The Art of Numbers
As data sets get larger and larger, visual tools for exploring them become even more important. "The Art of Numbers" focuses on the insight into quantitative information offered by graphs, tables, charts, maps, and other illustrations. The course explores which graphical tool(s) are best for communicating what kinds of data, and why? Ideas about causality, approximation, statistical significance, credibility, and dimensionality are addressed by analyzing real data and their display. Examples are drawn from epidemiology, astronomy, sports, social-science, finance, geography, politics and economics.
Approximately one-half of the course material focuses on web, interactive, and live presentations of data. Textbooks include classic work by Edward Tufte.
Wondering whether to take this course or CS171?
CS171 is aimed at teaching the principles of visualization and then appliying those principles to programming skills that allow for the creation of web-based, interactive visualizations.
EMR19 is focused more on the connections between visualization approaches and principles for a variety of applications in different fields (e.g. medicine, geography, economics, astronomy, etc.). EMR19 spends more time on historical examples, and connections to art, psychology and aesthetics. There is only basic programming in EMR19.
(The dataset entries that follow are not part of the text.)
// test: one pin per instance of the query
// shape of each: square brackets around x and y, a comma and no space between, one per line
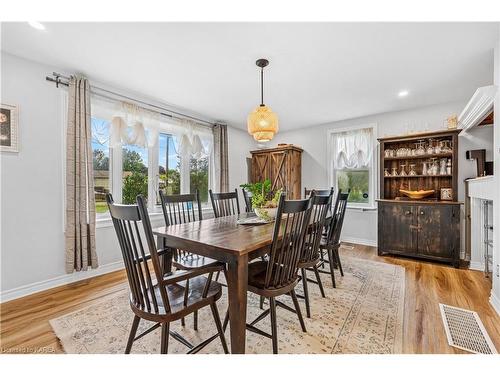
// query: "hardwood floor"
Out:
[25,328]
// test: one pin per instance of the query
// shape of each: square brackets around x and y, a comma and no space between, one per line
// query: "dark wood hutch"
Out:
[427,228]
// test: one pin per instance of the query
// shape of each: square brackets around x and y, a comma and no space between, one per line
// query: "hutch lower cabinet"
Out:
[420,229]
[281,165]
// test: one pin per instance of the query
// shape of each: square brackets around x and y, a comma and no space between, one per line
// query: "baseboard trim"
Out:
[359,241]
[495,302]
[40,286]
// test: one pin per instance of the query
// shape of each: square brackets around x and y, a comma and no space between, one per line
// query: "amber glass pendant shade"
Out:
[262,123]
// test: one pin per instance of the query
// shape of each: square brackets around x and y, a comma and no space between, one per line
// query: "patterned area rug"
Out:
[364,314]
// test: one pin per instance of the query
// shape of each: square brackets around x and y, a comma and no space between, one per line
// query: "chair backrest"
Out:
[290,228]
[225,204]
[307,192]
[247,196]
[181,208]
[320,206]
[126,220]
[337,219]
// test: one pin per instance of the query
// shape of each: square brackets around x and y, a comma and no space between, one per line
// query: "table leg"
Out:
[237,285]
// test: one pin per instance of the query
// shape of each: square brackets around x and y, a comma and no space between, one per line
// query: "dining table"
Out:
[227,241]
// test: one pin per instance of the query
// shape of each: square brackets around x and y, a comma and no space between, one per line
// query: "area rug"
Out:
[364,314]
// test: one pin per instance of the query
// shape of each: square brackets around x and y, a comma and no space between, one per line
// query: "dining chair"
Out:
[278,275]
[247,196]
[331,242]
[156,295]
[225,204]
[181,209]
[310,256]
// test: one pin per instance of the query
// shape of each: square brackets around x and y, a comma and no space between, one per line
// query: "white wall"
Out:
[495,291]
[361,226]
[32,239]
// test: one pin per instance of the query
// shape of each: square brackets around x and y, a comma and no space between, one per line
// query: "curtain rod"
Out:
[59,79]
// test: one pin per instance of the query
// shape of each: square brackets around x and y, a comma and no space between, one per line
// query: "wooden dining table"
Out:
[234,244]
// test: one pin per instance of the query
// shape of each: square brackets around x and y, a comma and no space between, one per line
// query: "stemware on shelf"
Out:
[430,147]
[425,170]
[442,166]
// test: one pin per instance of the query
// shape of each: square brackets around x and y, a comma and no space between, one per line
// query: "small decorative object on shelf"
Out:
[264,200]
[446,194]
[452,122]
[412,170]
[417,194]
[418,213]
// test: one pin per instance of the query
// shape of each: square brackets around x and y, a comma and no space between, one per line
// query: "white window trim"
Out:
[371,205]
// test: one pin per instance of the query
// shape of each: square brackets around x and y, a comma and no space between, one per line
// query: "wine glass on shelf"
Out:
[402,172]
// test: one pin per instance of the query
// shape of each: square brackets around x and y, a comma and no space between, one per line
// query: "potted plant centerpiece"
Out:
[264,200]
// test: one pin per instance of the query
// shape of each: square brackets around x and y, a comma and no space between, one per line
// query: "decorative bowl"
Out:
[268,214]
[417,194]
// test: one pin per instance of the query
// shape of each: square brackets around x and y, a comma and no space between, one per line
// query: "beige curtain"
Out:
[221,158]
[80,205]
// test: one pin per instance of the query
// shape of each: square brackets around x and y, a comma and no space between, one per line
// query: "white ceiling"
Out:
[319,72]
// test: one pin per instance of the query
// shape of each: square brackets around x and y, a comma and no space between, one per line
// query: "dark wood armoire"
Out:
[282,165]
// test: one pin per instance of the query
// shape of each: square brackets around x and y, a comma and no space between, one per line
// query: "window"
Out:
[134,173]
[352,164]
[128,170]
[101,163]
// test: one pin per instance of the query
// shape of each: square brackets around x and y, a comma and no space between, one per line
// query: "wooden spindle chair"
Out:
[181,209]
[155,294]
[247,196]
[279,274]
[310,257]
[225,204]
[331,242]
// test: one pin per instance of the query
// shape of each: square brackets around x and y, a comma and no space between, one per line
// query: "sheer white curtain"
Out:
[353,149]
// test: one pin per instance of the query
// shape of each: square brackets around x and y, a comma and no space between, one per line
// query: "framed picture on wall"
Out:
[9,137]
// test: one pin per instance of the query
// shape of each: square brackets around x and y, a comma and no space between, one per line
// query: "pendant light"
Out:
[262,123]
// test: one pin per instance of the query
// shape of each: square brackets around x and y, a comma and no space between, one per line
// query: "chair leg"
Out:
[320,284]
[332,274]
[337,259]
[195,320]
[218,324]
[306,292]
[274,326]
[165,328]
[297,309]
[131,336]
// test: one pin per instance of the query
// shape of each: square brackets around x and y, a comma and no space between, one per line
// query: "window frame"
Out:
[372,168]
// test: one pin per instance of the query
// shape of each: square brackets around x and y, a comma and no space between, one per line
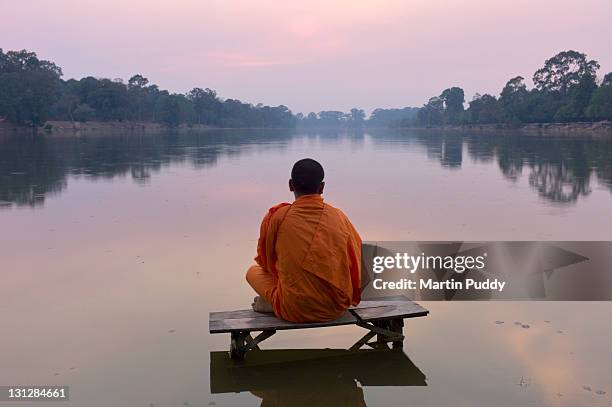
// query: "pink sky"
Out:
[310,55]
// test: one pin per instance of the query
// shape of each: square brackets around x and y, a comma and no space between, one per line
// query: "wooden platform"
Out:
[382,318]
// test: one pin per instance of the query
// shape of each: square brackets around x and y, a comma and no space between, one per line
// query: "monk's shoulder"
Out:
[337,213]
[278,211]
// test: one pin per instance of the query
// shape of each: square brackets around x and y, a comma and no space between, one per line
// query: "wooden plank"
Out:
[261,322]
[249,320]
[382,310]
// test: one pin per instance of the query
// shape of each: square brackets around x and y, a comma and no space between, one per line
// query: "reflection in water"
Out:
[34,167]
[312,377]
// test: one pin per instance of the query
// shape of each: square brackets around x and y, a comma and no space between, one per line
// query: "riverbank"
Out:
[67,128]
[596,129]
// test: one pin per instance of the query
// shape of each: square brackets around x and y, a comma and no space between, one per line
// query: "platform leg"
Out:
[238,345]
[397,325]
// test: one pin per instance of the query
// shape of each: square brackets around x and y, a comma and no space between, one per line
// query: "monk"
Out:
[308,264]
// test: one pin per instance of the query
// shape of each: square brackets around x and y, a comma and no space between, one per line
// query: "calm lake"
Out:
[113,250]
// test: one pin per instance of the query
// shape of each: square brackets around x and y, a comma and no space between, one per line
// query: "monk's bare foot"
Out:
[261,305]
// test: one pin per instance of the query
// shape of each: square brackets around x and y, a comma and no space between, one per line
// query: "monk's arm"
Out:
[266,256]
[354,254]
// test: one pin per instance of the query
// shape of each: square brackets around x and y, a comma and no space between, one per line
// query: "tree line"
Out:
[566,89]
[32,92]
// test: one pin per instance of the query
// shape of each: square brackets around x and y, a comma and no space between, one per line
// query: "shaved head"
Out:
[307,176]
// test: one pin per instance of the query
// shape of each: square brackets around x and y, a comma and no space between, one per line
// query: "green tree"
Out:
[564,70]
[513,100]
[453,99]
[28,87]
[356,117]
[84,112]
[432,113]
[600,106]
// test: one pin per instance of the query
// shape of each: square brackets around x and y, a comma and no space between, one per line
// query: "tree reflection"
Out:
[559,169]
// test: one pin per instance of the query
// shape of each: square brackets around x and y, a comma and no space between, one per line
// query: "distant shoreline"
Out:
[67,128]
[603,128]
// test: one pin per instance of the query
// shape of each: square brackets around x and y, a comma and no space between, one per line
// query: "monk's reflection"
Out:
[312,377]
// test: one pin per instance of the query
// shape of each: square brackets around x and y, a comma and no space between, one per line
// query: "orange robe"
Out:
[308,261]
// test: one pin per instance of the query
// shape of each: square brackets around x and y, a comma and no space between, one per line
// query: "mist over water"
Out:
[114,249]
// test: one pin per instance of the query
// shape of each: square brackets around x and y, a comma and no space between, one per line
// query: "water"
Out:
[114,249]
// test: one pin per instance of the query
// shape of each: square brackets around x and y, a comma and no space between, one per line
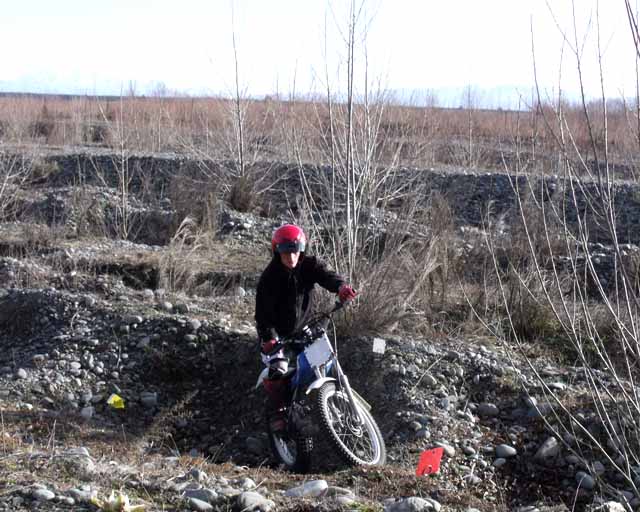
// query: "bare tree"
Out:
[569,227]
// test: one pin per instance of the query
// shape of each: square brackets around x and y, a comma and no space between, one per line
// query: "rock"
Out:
[488,410]
[313,488]
[449,450]
[246,484]
[254,445]
[206,495]
[548,450]
[609,506]
[585,481]
[199,505]
[149,399]
[253,501]
[42,494]
[198,475]
[505,451]
[412,504]
[87,412]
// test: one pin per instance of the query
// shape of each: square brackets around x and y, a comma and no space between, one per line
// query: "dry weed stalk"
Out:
[599,321]
[176,264]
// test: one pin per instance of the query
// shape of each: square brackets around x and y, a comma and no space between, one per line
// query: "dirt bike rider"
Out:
[284,300]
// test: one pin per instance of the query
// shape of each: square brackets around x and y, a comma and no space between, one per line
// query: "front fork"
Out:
[344,384]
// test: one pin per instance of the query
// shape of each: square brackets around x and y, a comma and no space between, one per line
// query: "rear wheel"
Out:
[290,449]
[359,442]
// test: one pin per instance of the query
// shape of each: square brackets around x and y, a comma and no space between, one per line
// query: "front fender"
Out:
[316,384]
[262,376]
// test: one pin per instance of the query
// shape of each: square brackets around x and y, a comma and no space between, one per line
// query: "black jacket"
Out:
[284,297]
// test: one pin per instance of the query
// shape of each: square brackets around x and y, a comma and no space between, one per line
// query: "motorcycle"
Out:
[322,403]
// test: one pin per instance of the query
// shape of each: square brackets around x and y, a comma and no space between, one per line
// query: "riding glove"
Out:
[346,293]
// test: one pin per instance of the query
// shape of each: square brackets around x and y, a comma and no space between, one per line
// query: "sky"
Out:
[414,48]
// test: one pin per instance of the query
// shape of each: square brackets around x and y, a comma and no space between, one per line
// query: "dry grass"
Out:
[417,135]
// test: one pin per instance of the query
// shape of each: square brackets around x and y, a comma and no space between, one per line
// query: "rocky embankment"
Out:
[185,369]
[84,317]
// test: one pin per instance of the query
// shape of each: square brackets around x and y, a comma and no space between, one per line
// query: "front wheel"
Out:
[290,449]
[359,443]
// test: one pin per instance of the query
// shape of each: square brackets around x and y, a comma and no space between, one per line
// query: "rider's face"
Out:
[289,259]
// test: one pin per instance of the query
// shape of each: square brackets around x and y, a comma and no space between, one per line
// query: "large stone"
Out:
[252,501]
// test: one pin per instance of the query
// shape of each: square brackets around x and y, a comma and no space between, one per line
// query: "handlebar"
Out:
[307,333]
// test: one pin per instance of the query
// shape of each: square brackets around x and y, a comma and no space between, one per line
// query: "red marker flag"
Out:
[429,462]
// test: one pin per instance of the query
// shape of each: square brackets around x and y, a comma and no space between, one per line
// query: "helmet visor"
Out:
[290,246]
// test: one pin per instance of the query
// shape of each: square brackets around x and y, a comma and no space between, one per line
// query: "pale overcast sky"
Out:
[86,46]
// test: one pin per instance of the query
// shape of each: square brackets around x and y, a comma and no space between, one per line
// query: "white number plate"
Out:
[319,352]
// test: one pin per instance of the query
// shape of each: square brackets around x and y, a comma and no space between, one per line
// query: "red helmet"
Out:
[288,238]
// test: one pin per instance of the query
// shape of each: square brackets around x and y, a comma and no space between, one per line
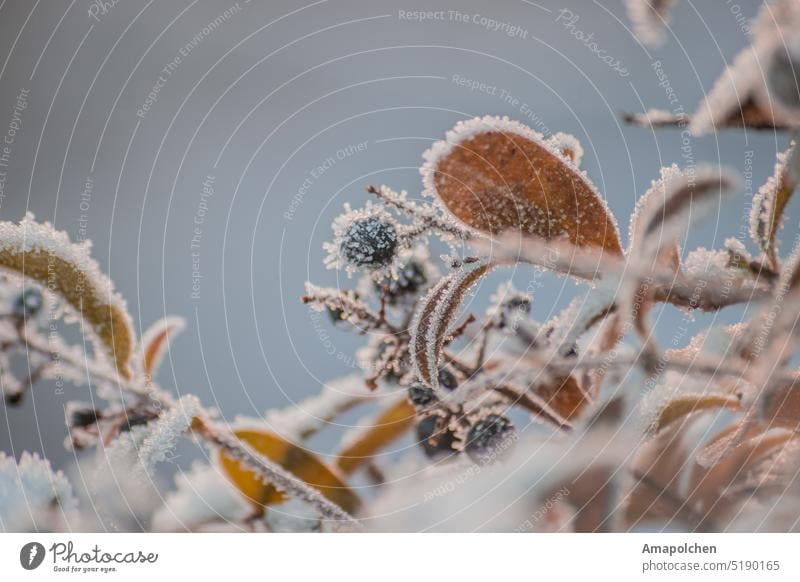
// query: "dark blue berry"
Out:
[435,444]
[28,303]
[369,242]
[337,315]
[410,280]
[488,437]
[420,395]
[447,379]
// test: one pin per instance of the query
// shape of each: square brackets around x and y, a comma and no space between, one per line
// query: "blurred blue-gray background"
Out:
[267,102]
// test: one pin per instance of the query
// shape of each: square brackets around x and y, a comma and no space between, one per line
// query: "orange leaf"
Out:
[564,395]
[493,175]
[389,425]
[301,463]
[155,343]
[40,253]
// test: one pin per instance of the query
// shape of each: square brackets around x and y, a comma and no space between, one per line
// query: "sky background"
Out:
[258,104]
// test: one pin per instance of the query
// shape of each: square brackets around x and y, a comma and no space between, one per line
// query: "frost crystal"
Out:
[203,495]
[368,238]
[650,18]
[164,432]
[29,490]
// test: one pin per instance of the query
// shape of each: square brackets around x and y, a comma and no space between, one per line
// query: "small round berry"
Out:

Both courses require a final project, and the main difference in that requirement is the level of programming involved.
Students with a strong technical background should consider CS171. Please contact Prof. Goodman or Prof. Pfister if you need more information — we will be happy to help you choose between our courses.
Emily Xie '12 (final project):
I took EMR 19 my senior spring as an HAA concentrator, and it easily became one of my favorite GenEd courses during my time at Harvard. Professor Goodman was an incredible and supportive professor, and the material was thought-provoking and fascinating. The problem sets were also pretty fun and painless. The broad exposure to different data visualization tools and theoretical concepts proved really useful and applicable for me—I even ended up applying what I had learned to build a big data dashboard at my first job.
Overall, I strongly recommend this course. If you decide to enroll, be sure take the time to think through your final project, as it really allows a rare opportunity to get creative and learn something new in a self-directed manner!